The same lead data is rewritten over and over. Better would be to re-spill only
newer data:
{code}
1 2 3 4 (re-spill)
1234 | 5 6 7 9 (re-spill)
1234 5678 | 9 10 11
{code}
Where the bar indicates a moving point at which we've already merged and do not
need to do so again.
At some point the process may have to repeat by merging the second-generation
spill files and so on.
> ExternalSortBatch can use excessive memory for very large queries
> -----------------------------------------------------------------
>
> Key: DRILL-5027
> URL: https://issues.apache.org/jira/browse/DRILL-5027
> Project: Apache Drill
> Issue Type: Bug
> Affects Versions: 1.8.0
> Reporter: Paul Rogers
> Priority: Minor
>
> The {{ExternalSortBatch}} (ESB) operator sorts data while spilling to disk as
> needed to operate within a memory budget.
> The sort happens in two phases:
> 1. Gather the incoming batches from the upstream operator, sort them, and
> spill to disk as needed.
> 2. Merge the "runs" spilled in step 1.
> In most cases, the second step should run within the memory available for the
> first step (which is why severity is only Minor).

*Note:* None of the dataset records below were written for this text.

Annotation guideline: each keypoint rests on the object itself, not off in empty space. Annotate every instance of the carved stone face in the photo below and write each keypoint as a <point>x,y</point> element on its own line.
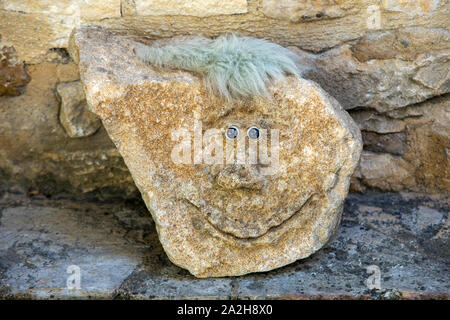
<point>246,200</point>
<point>219,218</point>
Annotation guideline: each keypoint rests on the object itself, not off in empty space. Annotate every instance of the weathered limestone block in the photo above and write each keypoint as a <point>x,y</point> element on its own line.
<point>385,70</point>
<point>225,218</point>
<point>197,8</point>
<point>13,76</point>
<point>74,115</point>
<point>306,10</point>
<point>409,148</point>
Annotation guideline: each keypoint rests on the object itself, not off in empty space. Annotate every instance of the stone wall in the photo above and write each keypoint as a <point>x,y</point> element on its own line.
<point>387,62</point>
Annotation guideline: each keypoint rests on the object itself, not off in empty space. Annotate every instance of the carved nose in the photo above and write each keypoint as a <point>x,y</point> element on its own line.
<point>240,176</point>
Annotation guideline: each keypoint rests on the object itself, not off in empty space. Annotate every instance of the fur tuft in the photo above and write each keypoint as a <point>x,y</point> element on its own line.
<point>233,67</point>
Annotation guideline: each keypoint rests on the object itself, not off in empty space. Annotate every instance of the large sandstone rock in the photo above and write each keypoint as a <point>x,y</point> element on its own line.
<point>222,219</point>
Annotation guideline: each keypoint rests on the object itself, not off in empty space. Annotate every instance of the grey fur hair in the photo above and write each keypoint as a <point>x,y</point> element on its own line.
<point>233,67</point>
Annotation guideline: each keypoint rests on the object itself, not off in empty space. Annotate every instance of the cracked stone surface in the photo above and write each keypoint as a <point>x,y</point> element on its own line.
<point>217,217</point>
<point>74,115</point>
<point>117,249</point>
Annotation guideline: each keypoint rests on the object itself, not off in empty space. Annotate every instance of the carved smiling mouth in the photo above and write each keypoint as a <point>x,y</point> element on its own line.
<point>237,229</point>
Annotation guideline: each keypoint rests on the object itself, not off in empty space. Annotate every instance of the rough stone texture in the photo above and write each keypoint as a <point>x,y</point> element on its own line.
<point>38,156</point>
<point>197,8</point>
<point>74,115</point>
<point>47,24</point>
<point>116,246</point>
<point>384,83</point>
<point>385,57</point>
<point>407,149</point>
<point>13,76</point>
<point>206,224</point>
<point>306,10</point>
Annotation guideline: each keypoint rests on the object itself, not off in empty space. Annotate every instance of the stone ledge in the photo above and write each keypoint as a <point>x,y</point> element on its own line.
<point>117,248</point>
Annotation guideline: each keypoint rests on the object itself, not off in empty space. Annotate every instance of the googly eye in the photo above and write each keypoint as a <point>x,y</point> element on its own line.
<point>253,133</point>
<point>232,133</point>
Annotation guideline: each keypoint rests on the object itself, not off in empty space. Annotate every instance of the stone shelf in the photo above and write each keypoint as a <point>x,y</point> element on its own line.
<point>116,247</point>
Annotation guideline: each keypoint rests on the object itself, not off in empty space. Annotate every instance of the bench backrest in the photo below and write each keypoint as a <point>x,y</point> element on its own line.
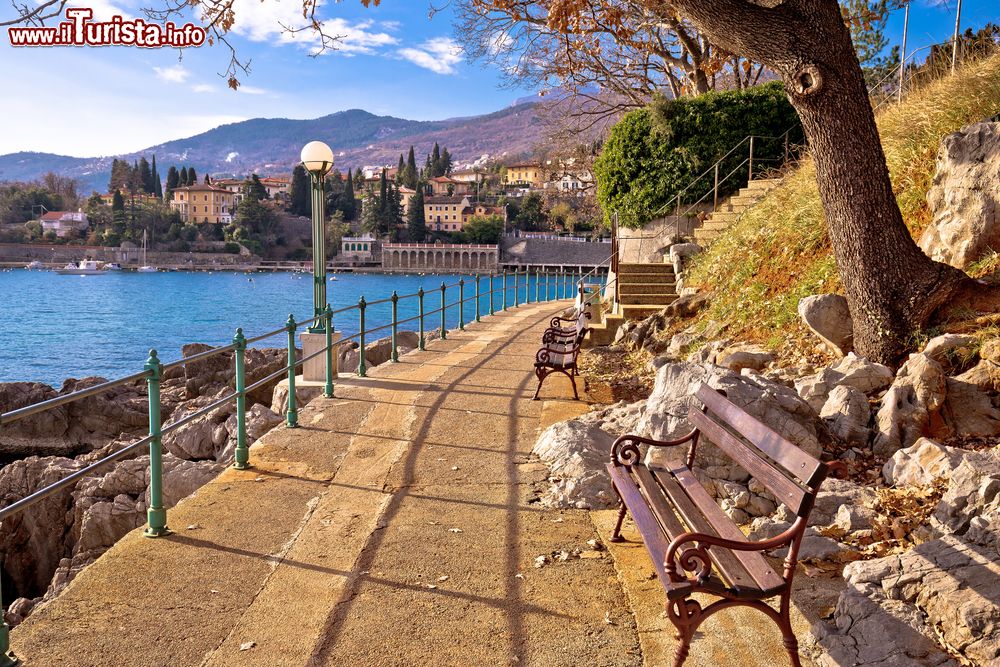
<point>792,475</point>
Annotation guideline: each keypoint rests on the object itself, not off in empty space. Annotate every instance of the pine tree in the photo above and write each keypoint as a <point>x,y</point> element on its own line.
<point>173,182</point>
<point>416,224</point>
<point>299,198</point>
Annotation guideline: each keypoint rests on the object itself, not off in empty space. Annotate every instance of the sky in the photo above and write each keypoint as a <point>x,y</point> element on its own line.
<point>394,59</point>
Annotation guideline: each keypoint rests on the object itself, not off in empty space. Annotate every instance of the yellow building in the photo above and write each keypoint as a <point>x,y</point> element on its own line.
<point>525,174</point>
<point>204,204</point>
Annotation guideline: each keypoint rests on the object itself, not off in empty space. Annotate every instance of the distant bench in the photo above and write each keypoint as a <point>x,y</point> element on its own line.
<point>560,349</point>
<point>694,546</point>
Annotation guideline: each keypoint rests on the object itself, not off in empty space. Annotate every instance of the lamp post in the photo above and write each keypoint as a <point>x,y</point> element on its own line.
<point>317,158</point>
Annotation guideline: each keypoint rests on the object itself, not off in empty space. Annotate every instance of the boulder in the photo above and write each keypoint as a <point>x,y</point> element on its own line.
<point>964,197</point>
<point>828,316</point>
<point>303,394</point>
<point>865,376</point>
<point>688,305</point>
<point>968,409</point>
<point>846,412</point>
<point>921,464</point>
<point>665,414</point>
<point>32,540</point>
<point>915,397</point>
<point>576,452</point>
<point>738,357</point>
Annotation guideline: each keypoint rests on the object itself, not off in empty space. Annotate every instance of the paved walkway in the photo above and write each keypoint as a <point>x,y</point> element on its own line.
<point>397,526</point>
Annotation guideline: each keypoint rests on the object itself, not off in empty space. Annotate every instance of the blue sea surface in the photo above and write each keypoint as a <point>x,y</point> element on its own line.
<point>53,327</point>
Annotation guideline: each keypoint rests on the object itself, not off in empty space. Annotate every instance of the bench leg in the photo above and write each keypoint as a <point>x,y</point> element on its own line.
<point>788,636</point>
<point>616,536</point>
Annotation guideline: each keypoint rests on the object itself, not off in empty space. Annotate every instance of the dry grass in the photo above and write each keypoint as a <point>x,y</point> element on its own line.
<point>779,252</point>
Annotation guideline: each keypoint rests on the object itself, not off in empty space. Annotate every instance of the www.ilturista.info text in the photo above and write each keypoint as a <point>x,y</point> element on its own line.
<point>79,30</point>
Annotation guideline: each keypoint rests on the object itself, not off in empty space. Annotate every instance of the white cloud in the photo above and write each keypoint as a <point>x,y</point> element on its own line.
<point>439,54</point>
<point>272,20</point>
<point>172,74</point>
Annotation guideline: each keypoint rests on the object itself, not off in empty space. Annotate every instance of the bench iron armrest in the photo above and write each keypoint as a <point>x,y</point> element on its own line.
<point>542,356</point>
<point>625,450</point>
<point>696,558</point>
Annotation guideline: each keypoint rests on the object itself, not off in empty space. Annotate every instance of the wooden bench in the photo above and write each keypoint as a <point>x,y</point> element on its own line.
<point>560,350</point>
<point>694,546</point>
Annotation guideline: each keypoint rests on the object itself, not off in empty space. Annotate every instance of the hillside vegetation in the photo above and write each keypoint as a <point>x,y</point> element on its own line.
<point>778,251</point>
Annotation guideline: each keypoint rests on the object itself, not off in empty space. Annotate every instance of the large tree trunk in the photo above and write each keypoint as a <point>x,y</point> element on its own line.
<point>892,288</point>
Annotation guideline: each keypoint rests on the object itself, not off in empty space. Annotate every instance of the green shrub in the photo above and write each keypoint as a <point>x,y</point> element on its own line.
<point>652,154</point>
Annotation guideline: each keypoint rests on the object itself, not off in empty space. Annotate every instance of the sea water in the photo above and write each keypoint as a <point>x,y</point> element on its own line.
<point>53,327</point>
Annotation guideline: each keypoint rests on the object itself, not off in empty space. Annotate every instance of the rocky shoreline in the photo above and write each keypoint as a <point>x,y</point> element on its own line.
<point>910,518</point>
<point>48,544</point>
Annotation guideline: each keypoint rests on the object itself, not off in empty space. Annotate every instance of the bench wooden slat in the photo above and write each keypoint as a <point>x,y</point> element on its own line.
<point>652,536</point>
<point>725,562</point>
<point>753,561</point>
<point>797,462</point>
<point>784,489</point>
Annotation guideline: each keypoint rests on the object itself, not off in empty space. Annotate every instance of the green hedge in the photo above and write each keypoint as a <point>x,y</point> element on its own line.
<point>655,152</point>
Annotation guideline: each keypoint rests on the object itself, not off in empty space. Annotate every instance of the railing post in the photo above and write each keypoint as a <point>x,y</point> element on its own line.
<point>461,304</point>
<point>362,362</point>
<point>328,317</point>
<point>242,455</point>
<point>155,515</point>
<point>477,299</point>
<point>7,657</point>
<point>292,415</point>
<point>395,320</point>
<point>492,311</point>
<point>715,201</point>
<point>444,327</point>
<point>420,317</point>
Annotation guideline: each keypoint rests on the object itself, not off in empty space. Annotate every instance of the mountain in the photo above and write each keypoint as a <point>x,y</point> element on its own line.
<point>272,145</point>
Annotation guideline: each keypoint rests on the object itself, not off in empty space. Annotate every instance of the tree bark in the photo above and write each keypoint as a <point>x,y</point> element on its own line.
<point>892,288</point>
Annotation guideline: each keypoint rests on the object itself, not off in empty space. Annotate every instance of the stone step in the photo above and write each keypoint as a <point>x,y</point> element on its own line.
<point>646,299</point>
<point>637,312</point>
<point>644,269</point>
<point>647,288</point>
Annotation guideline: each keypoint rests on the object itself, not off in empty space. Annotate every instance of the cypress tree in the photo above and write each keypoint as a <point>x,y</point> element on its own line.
<point>348,204</point>
<point>436,162</point>
<point>173,182</point>
<point>410,179</point>
<point>416,224</point>
<point>299,199</point>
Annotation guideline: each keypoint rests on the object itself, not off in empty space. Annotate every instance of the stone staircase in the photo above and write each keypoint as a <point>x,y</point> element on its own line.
<point>730,211</point>
<point>643,289</point>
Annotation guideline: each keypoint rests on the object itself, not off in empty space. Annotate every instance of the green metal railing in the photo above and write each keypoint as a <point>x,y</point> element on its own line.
<point>153,374</point>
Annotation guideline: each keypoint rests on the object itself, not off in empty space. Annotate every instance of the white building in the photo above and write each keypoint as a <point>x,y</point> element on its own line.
<point>65,222</point>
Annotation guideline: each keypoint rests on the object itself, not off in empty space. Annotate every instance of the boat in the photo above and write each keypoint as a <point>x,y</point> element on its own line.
<point>145,268</point>
<point>85,267</point>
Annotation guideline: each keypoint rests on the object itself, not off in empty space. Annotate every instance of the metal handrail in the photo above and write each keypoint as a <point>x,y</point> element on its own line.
<point>154,370</point>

However, if the query is
> exceptionally large, then the second step can use excessive memory.
> Here is why.
> * In step 1, we create a series of n spill files. Each file contains batches
> of some maximum size, say 20 MB.
> * In step 2, we must simultaneously open all the spilled files and read the
> first batch into memory in preparation for merging.
> Suppose that the query has 1 TB of data. Suppose that 10 GB of memory is
> available. The result will be 1 TB / 1 GB = 1000 spill files. Suppose each
> batch in each file is 20 MB. A single-pass merge will need 20 MB * 1000 = 20
> GB to operate. But, we only have 10 GB.

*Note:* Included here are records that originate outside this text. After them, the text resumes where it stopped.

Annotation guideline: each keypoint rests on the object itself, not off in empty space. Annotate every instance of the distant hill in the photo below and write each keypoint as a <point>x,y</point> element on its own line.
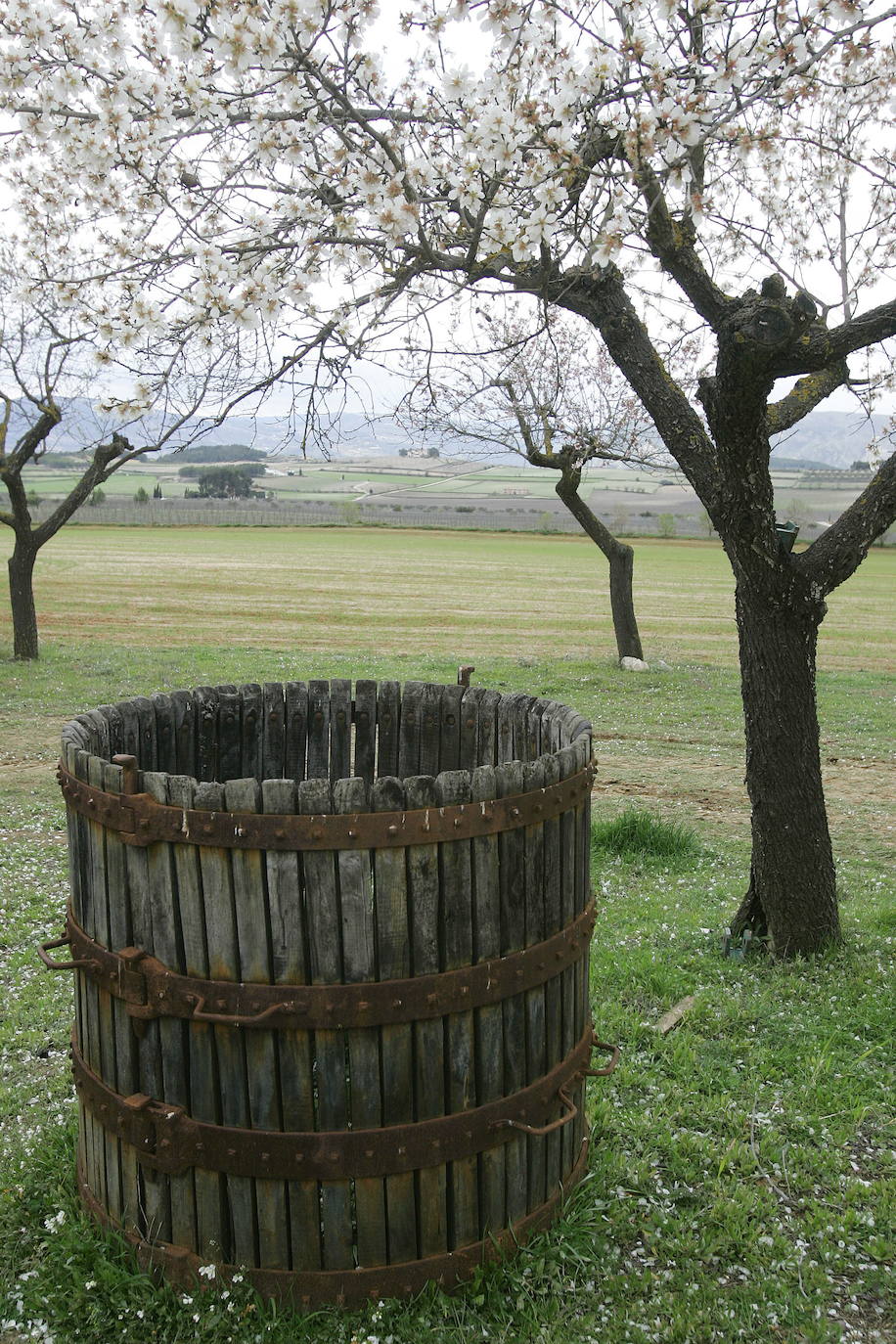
<point>821,441</point>
<point>829,438</point>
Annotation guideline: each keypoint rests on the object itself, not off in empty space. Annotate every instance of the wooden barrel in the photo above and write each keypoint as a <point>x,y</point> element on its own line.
<point>332,977</point>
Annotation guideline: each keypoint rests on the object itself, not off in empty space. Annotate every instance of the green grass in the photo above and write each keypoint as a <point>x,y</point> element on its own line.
<point>741,1178</point>
<point>641,836</point>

> The typical solution is to perform the merge in multiple phases, with each
> phase reading and respilling only enough runs that will fit in memory. In the
> above case, the first phase would make two iterations, merging 500 GB in each
> using 10 GB of memory. The second phase would make a single iteration to
> merge the two first phase files.
> The result is much disk I/O, and a requirement for sufficient disk spaces to
> store two sets of spill files (one from phase i-1, another for phase i). But,
> the query will complete within the memory budgeted.